Welcome to the forum! When you get a minute complete your profile with location so it shows in the side panel. You can add your first name to your signature line and it will show in each post.

Also, if you'll show the photo instead a link you'll get more input as to what the tool might be. Most guys don't want to click on a link, especially from someone they don't know. 

Does the shaft turn when you crank the side handle? Looks like it could be some sort of a specialized spanner wrench of some sort but the shaft doesn't look like it turns.

David


----------



## FrankC (Aug 24, 2012)

That is a valve grinder, used to lap in engine valves.


----------



## johnep (Apr 12, 2007)

My Dad used to grind valves, using grinding paste and a stick with a rubber suction cup on the end.
jhnep


----------



## GeorgeC (Jul 30, 2008)

My Dad was an auto mechanic and also an aircraft engine and air frame (A&E) mechanic. He had a lot of tools for just about any type of mehanic work from the 1920 through the 1950's. Up until WWII he and a partner had their own garage. When the war started they closed the shop and went to Pope AB to work.



I never saw any tool that looked like that for valve work. Valve grinding is a precision job. I do not see how a hand held tool could have the accuracy required. What Dad used for valve work was a machine like you would see in a machine shop.


George


----------



## johnep (Apr 12, 2007)

This is how he used to do it.








johnep


----------



## ducbsa (Jul 6, 2014)

Some old valves had slots in the head that that lapping machine would engage in. The needed back and forth motion must be provided by just turning the crank back and forth, not just in one direction.


----------



## Kerrys (May 2, 2016)

Do an image search for hand crank valve resurfacer. You will see images very similar to the one shown and variations.


----------



## FrankC (Aug 24, 2012)

ducbsa said:


> Some old valves had slots in the head that that lapping machine would engage in. The needed back and forth motion must be provided by just turning the crank back and forth, not just in one direction.

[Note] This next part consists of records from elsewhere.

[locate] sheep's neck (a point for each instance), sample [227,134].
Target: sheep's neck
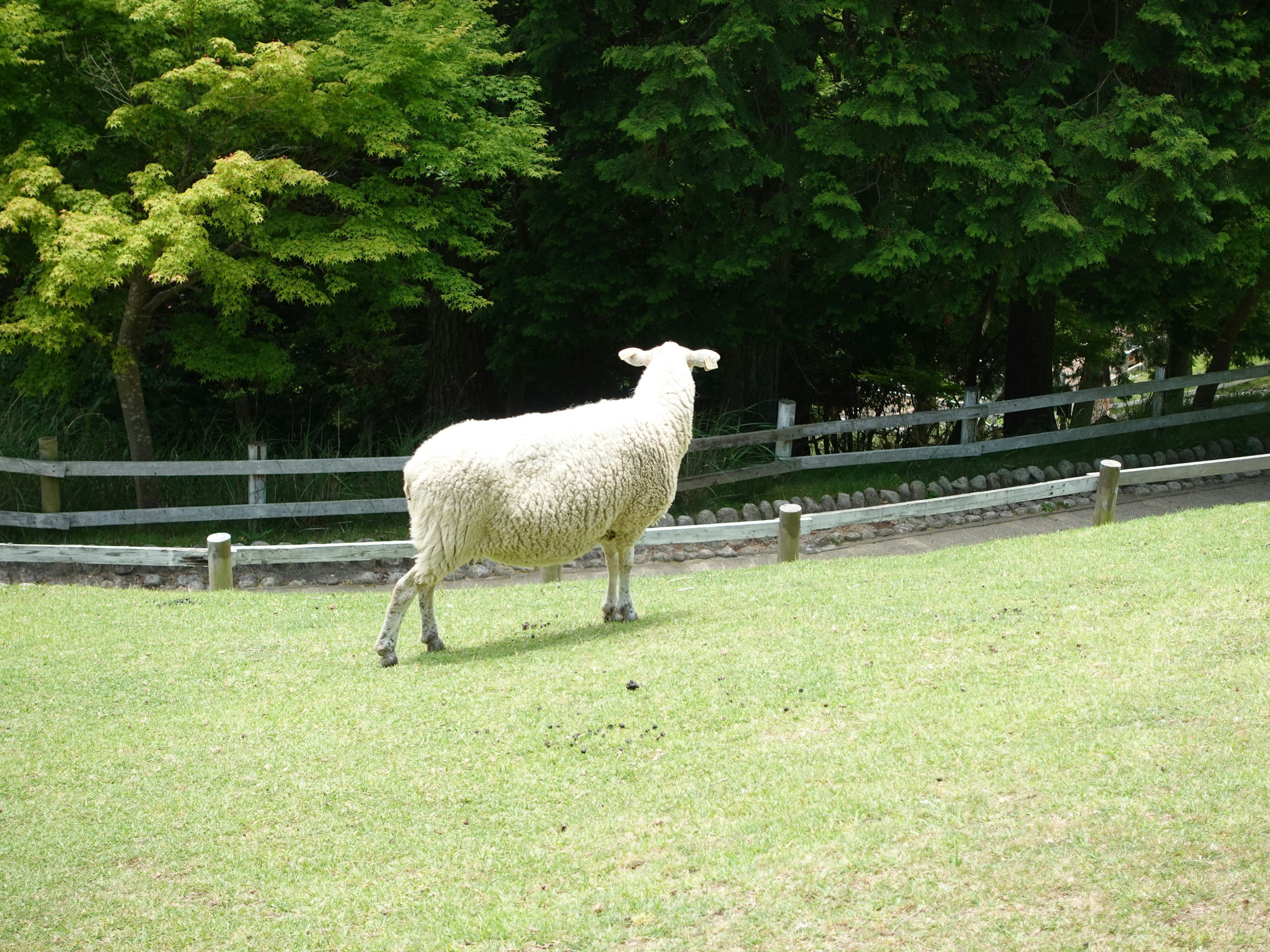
[674,393]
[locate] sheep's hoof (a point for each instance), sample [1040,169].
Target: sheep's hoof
[620,614]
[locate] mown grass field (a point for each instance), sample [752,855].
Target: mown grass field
[1047,743]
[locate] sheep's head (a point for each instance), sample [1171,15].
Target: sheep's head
[708,360]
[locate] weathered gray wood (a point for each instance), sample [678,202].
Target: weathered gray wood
[202,513]
[971,450]
[1191,471]
[785,417]
[1104,503]
[220,563]
[972,423]
[719,532]
[323,553]
[256,492]
[978,412]
[50,487]
[202,468]
[103,555]
[790,529]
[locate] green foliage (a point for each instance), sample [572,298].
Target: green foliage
[257,177]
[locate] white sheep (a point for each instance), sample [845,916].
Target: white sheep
[543,489]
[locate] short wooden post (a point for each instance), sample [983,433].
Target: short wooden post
[220,563]
[784,420]
[788,534]
[971,426]
[50,487]
[1104,503]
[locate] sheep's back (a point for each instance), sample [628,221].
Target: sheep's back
[543,488]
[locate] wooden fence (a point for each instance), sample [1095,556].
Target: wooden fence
[1105,483]
[258,468]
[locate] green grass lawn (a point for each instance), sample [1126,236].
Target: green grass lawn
[1033,744]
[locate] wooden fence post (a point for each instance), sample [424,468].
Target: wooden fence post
[971,426]
[784,419]
[1104,503]
[220,563]
[788,534]
[256,494]
[1158,402]
[50,487]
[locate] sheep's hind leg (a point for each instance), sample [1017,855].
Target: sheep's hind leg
[618,606]
[403,592]
[429,634]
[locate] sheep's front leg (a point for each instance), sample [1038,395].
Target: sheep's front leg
[429,634]
[618,606]
[403,593]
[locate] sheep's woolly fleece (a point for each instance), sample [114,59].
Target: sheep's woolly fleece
[541,489]
[544,488]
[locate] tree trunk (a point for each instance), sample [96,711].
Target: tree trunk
[1223,349]
[1178,365]
[752,376]
[1031,362]
[973,373]
[243,416]
[458,377]
[127,381]
[516,390]
[1091,379]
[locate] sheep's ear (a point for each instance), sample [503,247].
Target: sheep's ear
[709,360]
[635,357]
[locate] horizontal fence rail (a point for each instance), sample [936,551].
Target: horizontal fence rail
[257,469]
[204,468]
[952,451]
[670,535]
[980,411]
[204,513]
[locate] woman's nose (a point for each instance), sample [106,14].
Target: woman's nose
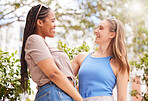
[96,31]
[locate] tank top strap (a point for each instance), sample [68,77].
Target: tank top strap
[109,58]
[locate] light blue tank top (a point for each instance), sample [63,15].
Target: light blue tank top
[96,77]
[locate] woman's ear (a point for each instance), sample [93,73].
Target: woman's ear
[39,22]
[112,35]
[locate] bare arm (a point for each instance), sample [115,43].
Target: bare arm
[75,65]
[50,69]
[122,82]
[77,61]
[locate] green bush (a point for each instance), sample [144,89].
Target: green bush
[10,85]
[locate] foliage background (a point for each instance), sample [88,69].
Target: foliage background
[76,21]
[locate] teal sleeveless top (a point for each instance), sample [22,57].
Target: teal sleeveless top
[96,77]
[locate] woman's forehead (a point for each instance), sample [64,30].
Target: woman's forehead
[104,23]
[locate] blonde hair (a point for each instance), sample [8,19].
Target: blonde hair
[118,46]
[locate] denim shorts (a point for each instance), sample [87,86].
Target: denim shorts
[99,98]
[50,92]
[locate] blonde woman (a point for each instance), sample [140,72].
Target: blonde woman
[101,70]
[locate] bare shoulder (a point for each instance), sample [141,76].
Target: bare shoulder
[114,65]
[81,56]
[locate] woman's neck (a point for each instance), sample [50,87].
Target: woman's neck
[103,50]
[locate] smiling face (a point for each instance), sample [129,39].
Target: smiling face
[103,33]
[47,27]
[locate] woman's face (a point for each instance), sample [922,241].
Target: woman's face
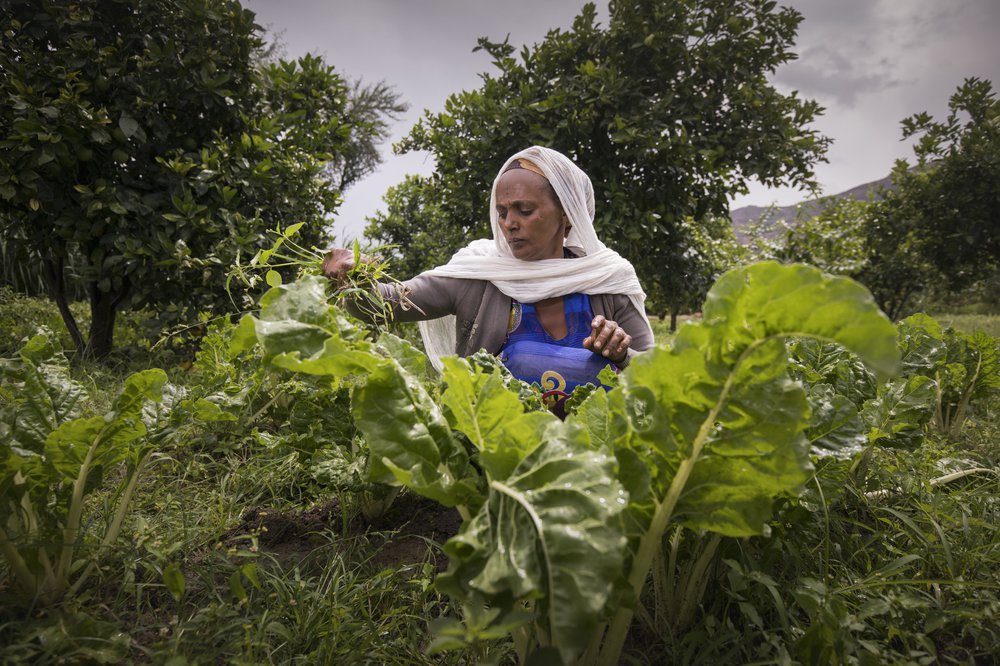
[532,221]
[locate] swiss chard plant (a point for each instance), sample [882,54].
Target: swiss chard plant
[564,520]
[53,457]
[964,367]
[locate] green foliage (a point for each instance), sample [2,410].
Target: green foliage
[545,496]
[145,149]
[964,367]
[54,457]
[667,109]
[951,195]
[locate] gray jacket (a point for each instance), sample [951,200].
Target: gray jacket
[482,311]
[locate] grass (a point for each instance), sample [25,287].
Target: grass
[847,576]
[971,323]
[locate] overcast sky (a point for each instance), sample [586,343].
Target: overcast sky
[869,62]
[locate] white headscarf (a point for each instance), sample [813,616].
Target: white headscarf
[600,271]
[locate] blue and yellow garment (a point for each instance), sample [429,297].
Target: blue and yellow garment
[557,366]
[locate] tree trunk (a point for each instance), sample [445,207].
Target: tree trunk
[103,308]
[53,272]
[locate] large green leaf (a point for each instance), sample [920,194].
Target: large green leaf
[44,393]
[492,416]
[899,413]
[300,331]
[719,403]
[553,532]
[410,440]
[770,299]
[836,427]
[106,438]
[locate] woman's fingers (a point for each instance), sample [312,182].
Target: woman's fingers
[608,339]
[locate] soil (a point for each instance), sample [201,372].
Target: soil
[410,532]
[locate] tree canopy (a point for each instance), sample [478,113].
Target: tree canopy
[143,145]
[950,199]
[668,109]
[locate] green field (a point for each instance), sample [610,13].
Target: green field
[258,531]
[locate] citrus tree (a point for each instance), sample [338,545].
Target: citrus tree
[145,145]
[667,108]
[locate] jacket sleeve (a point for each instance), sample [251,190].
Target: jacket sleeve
[619,309]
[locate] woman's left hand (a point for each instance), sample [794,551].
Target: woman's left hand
[608,339]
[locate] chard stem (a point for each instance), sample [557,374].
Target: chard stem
[115,528]
[27,580]
[73,520]
[652,538]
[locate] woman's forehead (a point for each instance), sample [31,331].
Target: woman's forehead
[520,184]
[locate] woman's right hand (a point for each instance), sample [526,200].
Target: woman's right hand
[336,265]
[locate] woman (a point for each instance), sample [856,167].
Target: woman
[545,295]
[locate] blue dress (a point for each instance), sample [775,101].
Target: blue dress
[557,366]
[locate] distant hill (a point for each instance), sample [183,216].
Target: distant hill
[743,216]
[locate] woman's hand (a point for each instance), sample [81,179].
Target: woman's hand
[336,265]
[608,339]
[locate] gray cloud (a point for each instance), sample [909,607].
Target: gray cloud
[869,62]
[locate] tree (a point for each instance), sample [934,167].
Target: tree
[149,145]
[950,199]
[869,241]
[668,110]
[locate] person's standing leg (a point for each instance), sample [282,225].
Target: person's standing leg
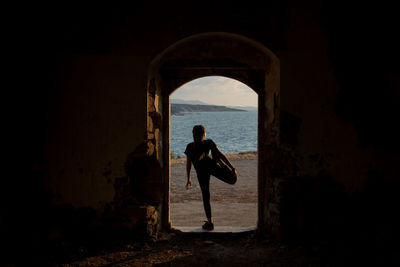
[204,181]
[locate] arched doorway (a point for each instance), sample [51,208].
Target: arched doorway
[228,110]
[222,54]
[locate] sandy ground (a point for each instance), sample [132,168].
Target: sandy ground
[232,205]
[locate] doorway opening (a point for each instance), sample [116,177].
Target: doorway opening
[217,54]
[228,110]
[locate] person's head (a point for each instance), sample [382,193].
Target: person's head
[199,133]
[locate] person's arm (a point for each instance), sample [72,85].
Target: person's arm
[221,157]
[188,167]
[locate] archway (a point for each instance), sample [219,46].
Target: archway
[228,110]
[222,54]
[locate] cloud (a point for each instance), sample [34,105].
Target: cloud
[217,90]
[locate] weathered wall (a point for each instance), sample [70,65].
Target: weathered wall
[82,119]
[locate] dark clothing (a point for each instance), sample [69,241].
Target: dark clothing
[206,166]
[199,154]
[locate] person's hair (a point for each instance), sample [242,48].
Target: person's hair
[198,132]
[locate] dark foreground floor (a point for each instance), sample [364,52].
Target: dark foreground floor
[199,249]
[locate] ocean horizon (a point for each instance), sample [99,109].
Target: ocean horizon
[233,132]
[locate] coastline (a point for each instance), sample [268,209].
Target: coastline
[232,156]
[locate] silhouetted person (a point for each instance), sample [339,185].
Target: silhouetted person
[197,153]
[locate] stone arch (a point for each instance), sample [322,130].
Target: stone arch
[222,54]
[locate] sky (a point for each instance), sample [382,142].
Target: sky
[217,90]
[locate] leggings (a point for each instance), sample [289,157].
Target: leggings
[222,173]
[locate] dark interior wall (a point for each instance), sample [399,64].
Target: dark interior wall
[81,96]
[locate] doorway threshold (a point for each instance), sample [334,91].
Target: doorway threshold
[217,229]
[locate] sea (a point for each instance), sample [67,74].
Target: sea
[232,131]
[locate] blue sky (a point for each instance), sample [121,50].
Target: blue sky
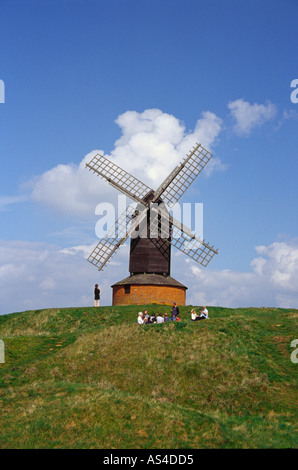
[76,72]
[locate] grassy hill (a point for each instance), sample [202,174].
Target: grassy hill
[94,378]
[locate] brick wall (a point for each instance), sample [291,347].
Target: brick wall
[148,294]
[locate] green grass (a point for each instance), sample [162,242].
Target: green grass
[94,378]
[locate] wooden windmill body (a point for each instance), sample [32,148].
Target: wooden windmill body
[152,231]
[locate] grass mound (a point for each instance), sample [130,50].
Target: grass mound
[94,378]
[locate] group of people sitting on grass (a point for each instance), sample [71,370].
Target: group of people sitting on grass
[145,319]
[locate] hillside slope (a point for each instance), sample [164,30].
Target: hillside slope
[93,378]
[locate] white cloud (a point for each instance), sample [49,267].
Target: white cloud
[37,275]
[248,116]
[6,201]
[272,281]
[151,145]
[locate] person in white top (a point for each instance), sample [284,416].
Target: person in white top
[140,319]
[204,313]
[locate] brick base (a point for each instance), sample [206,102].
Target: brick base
[147,294]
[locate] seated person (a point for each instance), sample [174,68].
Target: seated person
[140,318]
[203,315]
[152,318]
[159,318]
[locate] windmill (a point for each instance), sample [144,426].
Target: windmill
[152,230]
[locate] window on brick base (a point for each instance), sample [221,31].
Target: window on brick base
[126,289]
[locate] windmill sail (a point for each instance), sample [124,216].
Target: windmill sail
[183,239]
[175,185]
[117,236]
[119,178]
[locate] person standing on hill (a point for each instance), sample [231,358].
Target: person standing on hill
[96,296]
[174,312]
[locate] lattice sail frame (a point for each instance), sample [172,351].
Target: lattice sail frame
[123,228]
[170,191]
[119,178]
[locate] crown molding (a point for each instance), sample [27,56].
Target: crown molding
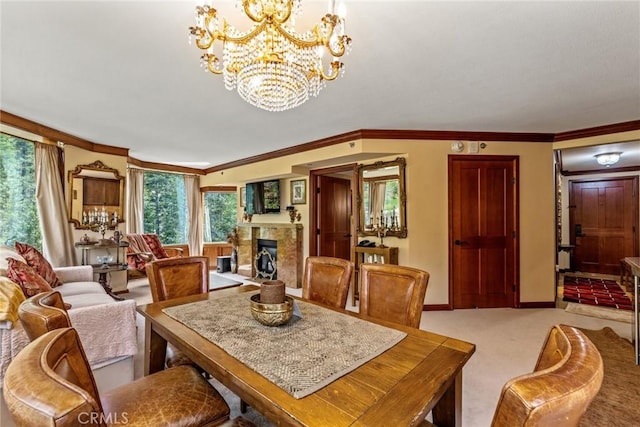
[393,134]
[56,135]
[598,130]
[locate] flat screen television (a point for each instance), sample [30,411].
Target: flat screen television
[263,197]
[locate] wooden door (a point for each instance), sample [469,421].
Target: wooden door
[602,218]
[334,217]
[483,209]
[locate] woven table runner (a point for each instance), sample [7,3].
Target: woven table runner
[300,357]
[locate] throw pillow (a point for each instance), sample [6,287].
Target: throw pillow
[39,263]
[5,252]
[11,297]
[25,276]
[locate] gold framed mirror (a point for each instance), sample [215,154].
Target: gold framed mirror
[96,196]
[382,199]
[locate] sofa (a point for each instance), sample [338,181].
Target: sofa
[107,328]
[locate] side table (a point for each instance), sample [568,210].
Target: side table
[102,271]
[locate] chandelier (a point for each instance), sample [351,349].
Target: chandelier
[607,159]
[272,66]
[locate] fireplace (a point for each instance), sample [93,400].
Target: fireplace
[266,259]
[288,246]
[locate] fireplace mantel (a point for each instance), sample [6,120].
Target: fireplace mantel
[289,249]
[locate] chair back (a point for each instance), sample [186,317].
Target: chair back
[392,292]
[42,313]
[49,383]
[178,277]
[326,280]
[567,377]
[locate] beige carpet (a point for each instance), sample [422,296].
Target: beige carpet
[507,345]
[619,396]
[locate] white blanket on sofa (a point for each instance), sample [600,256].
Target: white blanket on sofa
[107,331]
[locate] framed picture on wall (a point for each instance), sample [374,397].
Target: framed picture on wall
[299,192]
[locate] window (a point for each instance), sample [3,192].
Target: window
[219,215]
[18,212]
[165,207]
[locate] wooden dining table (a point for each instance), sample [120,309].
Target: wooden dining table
[420,374]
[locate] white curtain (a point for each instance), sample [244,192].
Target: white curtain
[57,237]
[195,213]
[135,201]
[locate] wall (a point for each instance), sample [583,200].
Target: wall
[563,257]
[73,157]
[426,246]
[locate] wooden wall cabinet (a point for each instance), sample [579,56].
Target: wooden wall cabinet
[360,254]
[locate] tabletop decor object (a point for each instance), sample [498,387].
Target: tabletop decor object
[271,314]
[272,292]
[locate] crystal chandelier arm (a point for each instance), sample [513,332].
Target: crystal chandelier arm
[211,60]
[270,12]
[336,66]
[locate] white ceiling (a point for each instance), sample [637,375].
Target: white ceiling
[122,73]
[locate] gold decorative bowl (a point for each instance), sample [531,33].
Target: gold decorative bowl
[271,314]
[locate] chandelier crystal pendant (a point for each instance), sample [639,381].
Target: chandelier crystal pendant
[272,66]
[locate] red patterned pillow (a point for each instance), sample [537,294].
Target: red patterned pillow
[25,276]
[153,241]
[36,261]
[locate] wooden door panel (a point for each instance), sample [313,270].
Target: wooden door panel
[334,221]
[482,212]
[602,219]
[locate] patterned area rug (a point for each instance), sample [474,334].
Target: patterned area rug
[594,291]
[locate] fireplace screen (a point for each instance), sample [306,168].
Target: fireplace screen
[266,259]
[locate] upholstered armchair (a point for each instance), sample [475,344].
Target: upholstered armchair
[60,391]
[326,280]
[144,248]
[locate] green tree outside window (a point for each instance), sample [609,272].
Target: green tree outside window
[220,215]
[165,207]
[18,211]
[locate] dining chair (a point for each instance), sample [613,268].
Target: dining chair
[60,390]
[392,292]
[566,378]
[177,277]
[326,280]
[42,313]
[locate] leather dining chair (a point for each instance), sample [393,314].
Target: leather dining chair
[392,292]
[326,280]
[60,390]
[177,277]
[42,313]
[566,378]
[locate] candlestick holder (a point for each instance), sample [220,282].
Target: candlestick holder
[382,233]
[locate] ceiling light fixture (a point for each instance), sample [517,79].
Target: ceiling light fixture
[607,159]
[272,66]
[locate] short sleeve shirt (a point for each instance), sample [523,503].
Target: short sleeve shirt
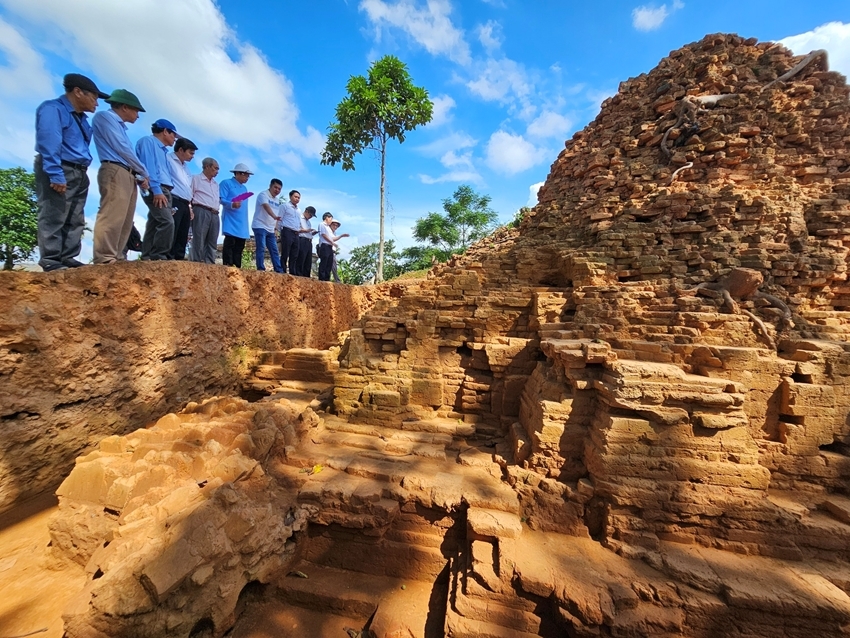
[261,217]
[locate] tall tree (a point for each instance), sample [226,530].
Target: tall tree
[18,216]
[362,263]
[467,218]
[381,107]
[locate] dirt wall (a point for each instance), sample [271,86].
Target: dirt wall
[104,350]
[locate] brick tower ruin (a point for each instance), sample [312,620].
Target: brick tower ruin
[630,416]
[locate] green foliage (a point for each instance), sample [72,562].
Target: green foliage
[467,218]
[519,216]
[18,216]
[382,106]
[421,257]
[362,264]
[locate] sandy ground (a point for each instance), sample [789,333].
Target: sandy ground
[33,590]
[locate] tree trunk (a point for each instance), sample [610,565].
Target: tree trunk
[379,273]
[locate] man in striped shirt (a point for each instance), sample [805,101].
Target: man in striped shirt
[205,203]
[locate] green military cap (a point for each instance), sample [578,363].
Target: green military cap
[123,96]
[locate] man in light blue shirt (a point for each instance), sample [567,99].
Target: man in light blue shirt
[290,231]
[234,215]
[116,178]
[265,219]
[159,230]
[181,194]
[62,137]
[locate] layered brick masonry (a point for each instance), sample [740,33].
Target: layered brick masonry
[655,363]
[586,338]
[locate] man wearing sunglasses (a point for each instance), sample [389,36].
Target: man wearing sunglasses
[234,215]
[153,151]
[62,138]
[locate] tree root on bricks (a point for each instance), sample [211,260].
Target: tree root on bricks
[786,323]
[814,55]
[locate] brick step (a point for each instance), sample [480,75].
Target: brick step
[358,462]
[279,618]
[335,424]
[390,446]
[451,427]
[458,626]
[272,357]
[333,590]
[445,484]
[568,325]
[286,373]
[375,556]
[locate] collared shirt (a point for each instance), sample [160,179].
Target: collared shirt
[326,235]
[234,221]
[59,137]
[306,225]
[181,178]
[154,155]
[113,143]
[262,219]
[205,191]
[290,216]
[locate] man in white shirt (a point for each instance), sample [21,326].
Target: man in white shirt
[334,227]
[327,243]
[205,203]
[305,243]
[181,194]
[290,231]
[266,217]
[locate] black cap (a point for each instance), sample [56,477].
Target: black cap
[75,80]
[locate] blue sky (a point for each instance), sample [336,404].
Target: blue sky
[258,82]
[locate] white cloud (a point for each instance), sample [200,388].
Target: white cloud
[443,104]
[451,142]
[452,155]
[832,36]
[25,73]
[549,124]
[490,35]
[532,194]
[452,176]
[510,154]
[649,18]
[22,78]
[227,89]
[501,80]
[430,25]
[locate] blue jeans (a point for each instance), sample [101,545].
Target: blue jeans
[265,239]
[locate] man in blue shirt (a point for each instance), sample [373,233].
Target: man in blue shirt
[62,137]
[290,231]
[153,151]
[234,216]
[117,176]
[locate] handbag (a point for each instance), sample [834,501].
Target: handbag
[134,242]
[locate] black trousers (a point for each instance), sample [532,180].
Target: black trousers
[159,230]
[289,250]
[326,261]
[305,256]
[231,251]
[181,227]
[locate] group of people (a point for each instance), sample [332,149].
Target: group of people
[177,201]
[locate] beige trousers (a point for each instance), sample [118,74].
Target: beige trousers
[115,216]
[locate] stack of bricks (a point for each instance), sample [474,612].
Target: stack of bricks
[529,334]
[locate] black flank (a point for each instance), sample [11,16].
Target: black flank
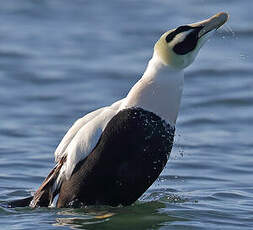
[130,155]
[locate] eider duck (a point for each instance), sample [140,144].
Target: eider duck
[111,156]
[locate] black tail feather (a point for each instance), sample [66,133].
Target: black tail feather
[20,203]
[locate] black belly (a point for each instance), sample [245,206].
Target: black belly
[130,155]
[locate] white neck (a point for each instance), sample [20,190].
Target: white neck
[158,91]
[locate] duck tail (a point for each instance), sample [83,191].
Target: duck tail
[45,194]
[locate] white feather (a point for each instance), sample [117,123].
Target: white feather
[60,150]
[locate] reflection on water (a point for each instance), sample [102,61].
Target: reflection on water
[139,216]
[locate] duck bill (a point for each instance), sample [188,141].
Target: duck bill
[211,24]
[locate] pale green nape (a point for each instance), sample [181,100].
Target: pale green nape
[162,49]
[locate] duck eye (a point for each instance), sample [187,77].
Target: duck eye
[188,44]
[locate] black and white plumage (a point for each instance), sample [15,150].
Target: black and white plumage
[112,155]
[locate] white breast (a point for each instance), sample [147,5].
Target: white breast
[158,91]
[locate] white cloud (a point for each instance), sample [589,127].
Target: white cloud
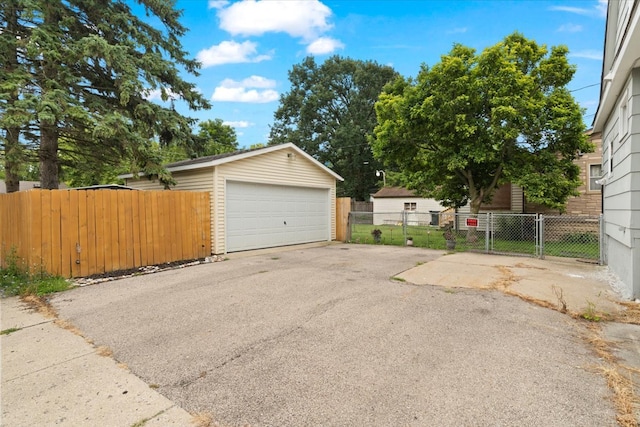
[570,28]
[218,4]
[324,45]
[238,124]
[588,54]
[254,89]
[230,52]
[600,9]
[303,19]
[459,30]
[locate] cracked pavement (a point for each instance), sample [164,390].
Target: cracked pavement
[326,336]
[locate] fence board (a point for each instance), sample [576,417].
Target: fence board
[90,250]
[343,207]
[35,237]
[46,232]
[105,230]
[83,235]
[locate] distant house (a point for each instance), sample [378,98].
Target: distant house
[25,185]
[508,198]
[589,201]
[618,120]
[391,203]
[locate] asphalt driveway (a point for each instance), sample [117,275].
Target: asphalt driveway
[325,336]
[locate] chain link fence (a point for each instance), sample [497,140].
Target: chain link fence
[504,233]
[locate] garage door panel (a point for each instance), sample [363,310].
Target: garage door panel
[261,216]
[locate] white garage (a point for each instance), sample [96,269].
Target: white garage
[262,198]
[263,216]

It has been years since I had my hands on one but I believe simply by turning the crank in one direction there was a mechanism that rotated the end back and forth.


----------



## Steve Neul (Sep 2, 2011)

Frank's right about it being a valve grinder.


----------



## BCVS (Jan 29, 2019)

Thanks for the replies! Now I know!


----------



## FrankC (Aug 24, 2012)

Did a quick search and came up with a patent drawing, very simple mechanism actually:


----------



## Tony B (Jul 30, 2008)

I think its a coffee grinder for the early morning breaks


----------



## BCVS (Jan 29, 2019)

Thanks! I just assumed it had something to do with carpentry since it was in the same box with all the other carpentry stuff.


----------